Tomas Alvim, Arq.Futuro’s co-founder and coordinator of Insper’s Arq.Futuro Cities Lab says he regularly works with Upper Xingu’s indigenous population and that, at the onset of the pandemic, several support initiatives were structured for the villages in the region. They were targeted at food security to avoid the need to travel to cities and, thus, reduce the risk of exposure to the new coronavirus.
“From the moment that infections became a reality in the region, we shifted our focus to also sending PPE to its villages, in partnership with UNIFESP’s Xingu Project. From a talk with Juliana Mitkiewicz, a professor at Insper, came the contact with Daniel Kras, Laboratory Manager at Insper’s Fab Lab, and the idea of making face shields for the indigenous population”, Tomas explains.
For him, this donation is essential because besides meeting the demand for protection of health professionals mobilized for the pandemic effort, it also prevents them from being infectious agents, given they have high exposure to the coronavirus. “Among these professionals, there is already a local indigenous team of nurses and nursing technicians who provide care for those contaminated and monitor their condition.”
The donations also extend to territories in the city of São Paulo. The partnership donated 500 face shields to the Downtown Homeless Movement (MSTC, for its acronym in Portuguese). They were received by Carmen Silva, the movement’s leader. Another 60 units were received by the Association of Housing Movements (UMM), by the hands of Evaniza Rodrigues, who is also a leader of the movement. We also delivered 150 units to the Educational and Sports Association of Jardim Colombo (UEEJC). They were received by Ester Carro, who leads the initiative. Those three movement leaders are professors at our Graduate Program in Social Urbanism and assistant professors at the Women and Territory hub of Insper’s Arq.Futuro Cities Lab.

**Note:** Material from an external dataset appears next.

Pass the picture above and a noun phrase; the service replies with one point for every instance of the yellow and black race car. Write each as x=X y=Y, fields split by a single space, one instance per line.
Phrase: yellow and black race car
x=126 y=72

Insper Face Shield — Insper’s Face Shield project started in March and has so far produced 30,000 pieces of the so-called Tiara Inspira (Inspira tiara), which supports face shields for health professionals working in ICUs and operating rooms. The initiative counted on the donation of materials by Braskem. We make the project’s documentation available in open code so that other institutions can use the project and help more people.
The models sent to the Xingu communities are complete face shields adapted to the local reality. “When we questioned whether there would be opportunities for adjustments to serve the indigenous population better, we received feedback to adjust the size of the visors to achieve better mobility. Therefore, we designed a new visor model — we shortened and modified that part’s profile. Now, we have the Inspira Xingu version,” Daniel Kras explains.